Objective: To determine the effectiveness of diaphragm visual biofeedback reeducation by ultrasonography in conjunction with high-intensity inspiratory muscle training versus isolated high-intensity inspiratory muscle training in athletes with lumbo-pelvic pain. Methods: A single blinded randomized clinical trial will be carried out. A total sample of 80 athletes with lumbo-pelvic pain will be recruited and randomized into 2 groups: one group will be treated by isolated high-intensity inspiratory muscle training during 8 weeks, and another group will be treated with diaphragm visual biofeedback reeducation by ultrasonography during 6 weeks in conjunction with high-intensity inspiratory muscle training during 8 weeks. Outcome measurements will be diaphragm muscle thickness evaluated by ultrasonography (main outcome measurement), pain intensity, pressure pain threshold, disability, quality of life and respiratory parameters by spirometry, which will be assessed before and after intervention.
Study Type
INTERVENTIONAL
Allocation
RANDOMIZED
Purpose
TREATMENT
Masking
SINGLE
Enrollment
80
Diaphragm biofeedback reeducation plus inspiratory training during 6 weeks
Isolated high-intensity inspiratory muscle training during 8 weeks
Universidad Complutense de Madrid
Madrid, Spain
Diaphragm muscle thickness
Diaphragm muscle thickness in centimeters evaluated by ultrasonography
Time frame: Change from Baseline diaphragm muscle thickness at 8 weeks
Pain intensity
Pain intensity scores evaluated by the Visual Analogue Scale from 0 (No pain) to 100 millimeters (Worst pain)

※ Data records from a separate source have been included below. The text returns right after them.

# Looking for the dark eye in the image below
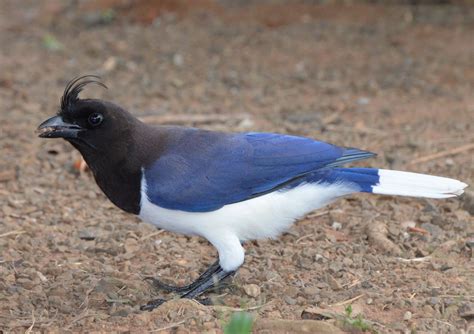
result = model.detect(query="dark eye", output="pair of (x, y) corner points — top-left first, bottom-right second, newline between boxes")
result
(87, 112), (104, 126)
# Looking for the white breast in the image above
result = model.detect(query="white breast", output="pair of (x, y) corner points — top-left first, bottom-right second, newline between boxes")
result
(139, 177), (358, 270)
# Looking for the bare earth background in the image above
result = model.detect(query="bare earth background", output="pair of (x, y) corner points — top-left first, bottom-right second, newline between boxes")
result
(0, 0), (474, 333)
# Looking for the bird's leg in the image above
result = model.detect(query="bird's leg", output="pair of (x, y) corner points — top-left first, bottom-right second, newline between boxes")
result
(140, 264), (235, 311)
(181, 266), (235, 299)
(147, 260), (219, 293)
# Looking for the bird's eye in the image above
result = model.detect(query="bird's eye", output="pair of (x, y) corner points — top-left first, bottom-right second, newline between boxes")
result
(88, 112), (104, 126)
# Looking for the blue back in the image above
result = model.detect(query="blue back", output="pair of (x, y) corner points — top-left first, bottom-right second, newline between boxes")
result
(145, 129), (373, 212)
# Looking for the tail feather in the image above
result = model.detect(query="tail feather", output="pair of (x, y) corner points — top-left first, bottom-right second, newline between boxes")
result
(336, 168), (467, 198)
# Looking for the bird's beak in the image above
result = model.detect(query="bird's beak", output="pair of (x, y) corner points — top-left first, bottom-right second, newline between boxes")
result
(37, 116), (84, 138)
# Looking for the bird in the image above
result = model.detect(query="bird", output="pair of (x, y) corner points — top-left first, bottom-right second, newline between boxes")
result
(37, 75), (467, 310)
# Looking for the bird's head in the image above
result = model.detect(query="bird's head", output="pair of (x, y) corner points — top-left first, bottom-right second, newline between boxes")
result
(38, 75), (137, 154)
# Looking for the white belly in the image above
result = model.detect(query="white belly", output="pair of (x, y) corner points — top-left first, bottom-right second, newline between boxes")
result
(140, 179), (357, 241)
(139, 177), (358, 271)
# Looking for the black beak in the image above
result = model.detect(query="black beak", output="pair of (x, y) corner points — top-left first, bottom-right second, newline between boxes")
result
(37, 116), (84, 138)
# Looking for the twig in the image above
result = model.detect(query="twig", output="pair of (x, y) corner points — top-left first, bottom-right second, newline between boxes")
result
(329, 293), (365, 307)
(140, 230), (165, 241)
(148, 319), (188, 333)
(397, 256), (431, 262)
(0, 230), (26, 238)
(25, 310), (36, 334)
(407, 143), (474, 166)
(295, 233), (314, 244)
(211, 300), (272, 312)
(306, 210), (329, 218)
(433, 318), (456, 328)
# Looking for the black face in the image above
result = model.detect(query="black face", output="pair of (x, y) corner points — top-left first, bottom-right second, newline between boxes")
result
(38, 76), (135, 153)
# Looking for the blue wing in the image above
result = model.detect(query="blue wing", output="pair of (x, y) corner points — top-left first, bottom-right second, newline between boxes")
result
(145, 130), (374, 212)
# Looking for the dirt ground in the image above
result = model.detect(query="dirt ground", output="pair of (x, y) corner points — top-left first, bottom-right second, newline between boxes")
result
(0, 0), (474, 333)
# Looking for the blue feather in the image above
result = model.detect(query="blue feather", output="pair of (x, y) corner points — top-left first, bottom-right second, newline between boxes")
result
(145, 129), (374, 212)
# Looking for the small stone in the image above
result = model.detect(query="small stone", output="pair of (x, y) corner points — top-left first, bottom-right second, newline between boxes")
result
(326, 274), (342, 291)
(429, 297), (439, 306)
(79, 229), (96, 241)
(462, 190), (474, 216)
(458, 302), (474, 320)
(403, 311), (412, 321)
(357, 96), (370, 106)
(173, 53), (184, 67)
(283, 296), (296, 305)
(243, 284), (261, 298)
(331, 222), (342, 231)
(303, 286), (319, 296)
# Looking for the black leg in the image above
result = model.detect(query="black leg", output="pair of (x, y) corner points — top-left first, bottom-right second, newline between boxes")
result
(140, 264), (235, 311)
(146, 260), (220, 293)
(181, 266), (235, 299)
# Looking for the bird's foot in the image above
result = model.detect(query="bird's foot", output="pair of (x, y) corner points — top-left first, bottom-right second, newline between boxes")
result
(145, 261), (220, 293)
(145, 277), (194, 293)
(140, 298), (167, 311)
(140, 265), (235, 311)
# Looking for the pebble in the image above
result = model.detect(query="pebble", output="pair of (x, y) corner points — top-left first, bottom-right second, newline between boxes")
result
(173, 53), (184, 67)
(462, 190), (474, 216)
(403, 311), (412, 321)
(243, 284), (261, 298)
(283, 296), (296, 305)
(331, 222), (342, 231)
(326, 274), (342, 291)
(458, 302), (474, 320)
(303, 286), (319, 296)
(429, 297), (439, 306)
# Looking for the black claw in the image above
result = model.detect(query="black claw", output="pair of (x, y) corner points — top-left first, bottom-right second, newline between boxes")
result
(145, 277), (192, 293)
(140, 298), (166, 311)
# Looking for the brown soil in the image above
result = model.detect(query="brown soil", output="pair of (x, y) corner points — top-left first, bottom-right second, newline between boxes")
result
(0, 0), (474, 333)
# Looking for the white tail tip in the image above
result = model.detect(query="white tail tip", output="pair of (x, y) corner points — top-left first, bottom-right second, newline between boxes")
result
(372, 169), (467, 198)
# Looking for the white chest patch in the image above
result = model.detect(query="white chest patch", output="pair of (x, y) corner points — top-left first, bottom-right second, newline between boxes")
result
(140, 177), (357, 241)
(139, 176), (358, 270)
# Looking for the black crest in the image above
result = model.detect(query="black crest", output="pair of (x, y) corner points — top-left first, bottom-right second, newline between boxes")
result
(61, 75), (107, 111)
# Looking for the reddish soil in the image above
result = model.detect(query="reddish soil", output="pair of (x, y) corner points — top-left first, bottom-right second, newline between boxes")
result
(0, 0), (474, 333)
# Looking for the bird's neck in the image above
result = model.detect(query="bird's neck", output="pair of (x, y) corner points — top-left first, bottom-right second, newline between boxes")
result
(72, 122), (159, 214)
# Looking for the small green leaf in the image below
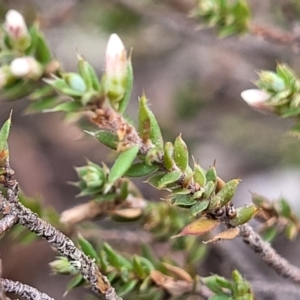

Time frame: Change from Baseline pain intensity at 8 weeks
Pressure pain threshold
Pressure pain threshold in kilograms / squared centimeter evaluated by algometer
Time frame: Change from Baseline pressure pain threshold at 8 weeks
Disability
Disability scores evaluated by the self-reported Roland-Morris Disability Questionnaire from 0 (no disability) to 24 points (Maximum disability)
Time frame: Change from Baseline disability at 8 weeks
Health-related quality of life scores
Quality of life scores evaluated by the self-reported Medical Outcomes Study Short-Form 36 questionnaire from 0 (lowest health-related quality of life) to 100 (highest health-related quality of life)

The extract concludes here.